- Revista Veja
Ex-presidentes tinham freios internos inexistentes no atual
Presidentes que ocuparam até o fim os seus mandatos, falando da redemocratização para cá, tinham como traço comum uma espécie de freio interno que os impedia de ultrapassar (em público, ao menos) a risca de giz que determina até onde pode ir um mandatário. O limite de José Sarney era a transição democrática, o de Fernando Henrique, a consciência de que o poder em si limita, o de Lula, o apoio popular e/ou político.
Talvez não haja necessariamente relação de causa e efeito, mas fato é que os dois presidentes mandados de volta à planície antes de completado o tempo regulamentar, Fernando Collor e Dilma Rousseff, não tinham ou não utilizavam essa ferramenta tão essencial ao exercício da governança. Ambos de personalidade impositiva, faziam o gênero “vão ter de me aguentar”.

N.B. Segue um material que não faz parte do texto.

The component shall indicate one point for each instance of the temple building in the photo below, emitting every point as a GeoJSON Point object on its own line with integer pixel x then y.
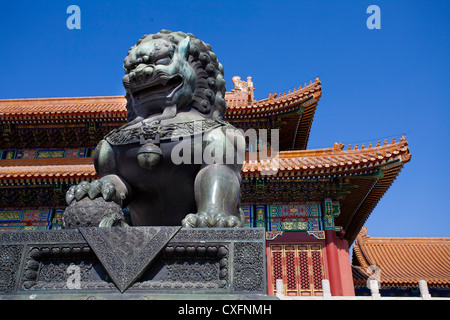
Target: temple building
{"type": "Point", "coordinates": [312, 203]}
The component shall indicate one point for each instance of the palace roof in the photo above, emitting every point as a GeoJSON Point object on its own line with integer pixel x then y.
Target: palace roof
{"type": "Point", "coordinates": [292, 113]}
{"type": "Point", "coordinates": [365, 173]}
{"type": "Point", "coordinates": [402, 261]}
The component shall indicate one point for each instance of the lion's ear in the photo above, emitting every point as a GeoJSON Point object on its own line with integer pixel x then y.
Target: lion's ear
{"type": "Point", "coordinates": [183, 47]}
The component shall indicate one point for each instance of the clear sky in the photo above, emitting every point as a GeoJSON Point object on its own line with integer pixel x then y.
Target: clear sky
{"type": "Point", "coordinates": [377, 84]}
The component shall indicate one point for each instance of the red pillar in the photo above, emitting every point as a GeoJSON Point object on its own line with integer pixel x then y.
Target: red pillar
{"type": "Point", "coordinates": [334, 271]}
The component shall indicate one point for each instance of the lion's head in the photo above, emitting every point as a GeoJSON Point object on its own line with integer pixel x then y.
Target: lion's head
{"type": "Point", "coordinates": [173, 70]}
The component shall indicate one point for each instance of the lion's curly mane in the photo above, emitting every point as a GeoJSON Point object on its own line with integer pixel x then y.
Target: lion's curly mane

Má notícia para o senhor Jair, a quem tanto apraz ser do jeito que é, sem intenção de mudar. Disso sabemos, ninguém muda depois dos 60. Patente está também tratar-se de um caso de exibicionismo crônico, cujas causas aos meandros de sua mente pertencem. A dúvida, portanto, recai sobre aonde pensa chegar o presidente com essa pose de valentão old fashioned.

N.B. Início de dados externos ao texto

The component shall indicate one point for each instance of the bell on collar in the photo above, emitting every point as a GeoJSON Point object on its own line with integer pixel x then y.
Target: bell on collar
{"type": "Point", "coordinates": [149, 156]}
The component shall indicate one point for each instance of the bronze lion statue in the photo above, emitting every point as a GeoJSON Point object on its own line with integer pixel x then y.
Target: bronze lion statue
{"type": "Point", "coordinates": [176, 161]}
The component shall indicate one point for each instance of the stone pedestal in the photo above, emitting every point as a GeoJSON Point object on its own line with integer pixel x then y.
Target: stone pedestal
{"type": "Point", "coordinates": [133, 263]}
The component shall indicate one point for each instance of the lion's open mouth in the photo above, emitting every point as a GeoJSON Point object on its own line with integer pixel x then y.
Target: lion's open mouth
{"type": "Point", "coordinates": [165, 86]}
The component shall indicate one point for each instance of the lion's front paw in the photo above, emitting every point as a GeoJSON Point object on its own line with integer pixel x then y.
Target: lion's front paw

“Parceiros potenciais já tomam prudente distância de Bolsonaro”
É certo que desperta identificação em setores ainda amplos. Verdade também que serve de distração à ausência de qualificação para o exercício do cargo e faz a festa dos ressentidos, tanto os que o aplaudem quanto aqueles que acreditam exercer oposição atuando na mesma sintonia de insultos e fantasias persecutórias.

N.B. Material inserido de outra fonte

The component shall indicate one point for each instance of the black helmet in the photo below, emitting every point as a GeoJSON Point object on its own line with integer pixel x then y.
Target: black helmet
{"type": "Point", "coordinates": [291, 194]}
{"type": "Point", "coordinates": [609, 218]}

O dom de distrair, contudo, tende a desviar o autor de seus propósitos, levá-lo ao caminho da incoerência que resulta na quebra de princípios anteriormente defendidos. Daí para a perda de apoios importantes é questão de tempo. Acontece isso com Bolsonaro em seu afã de medir a República pela régua de seus interesses e convicções pessoais.
Quem o elegeu o fez na crença da prometida mudança de paradigmas vigentes nos governos do PT e até antes deles. Pois o que o presidente tem feito é justamente adotar e acirrar velhas práticas como o filhotismo, o mandonismo, o intervencionismo, o histrionismo e demais “ismos” incompatíveis com um ambiente de razoável modernidade e civilidade.
Esbravejou contra o aparelhamento petista, mas tenta aparelhar o Estado quando interfere no funcionamento de órgãos de fiscalização. Condenou roubalheira e desmandos, mas atua para proteger os suspeitos que lhe são caros. Confronta até o eleitorado robusto representado pelo agronegócio quando suas diatribes contra ações de preservação do meio ambiente põem o sustentáculo da pauta de exportações sob o risco de retaliações.
Daí é de perguntar: aonde pensa que vai esse valente? A continuar com a agenda e a conduta regressivas, irá a lugar nenhum, tantas são e serão as barreiras de contenção que encontrará num país que já percebeu as vantagens e se acostumou a viver nos parâmetros da institucionalidade.
Se pensa formatar adiante novo arranjo de alianças, é tarde, pois esses parceiros potenciais já guardam distância e se organizam para tomar rumos próprios.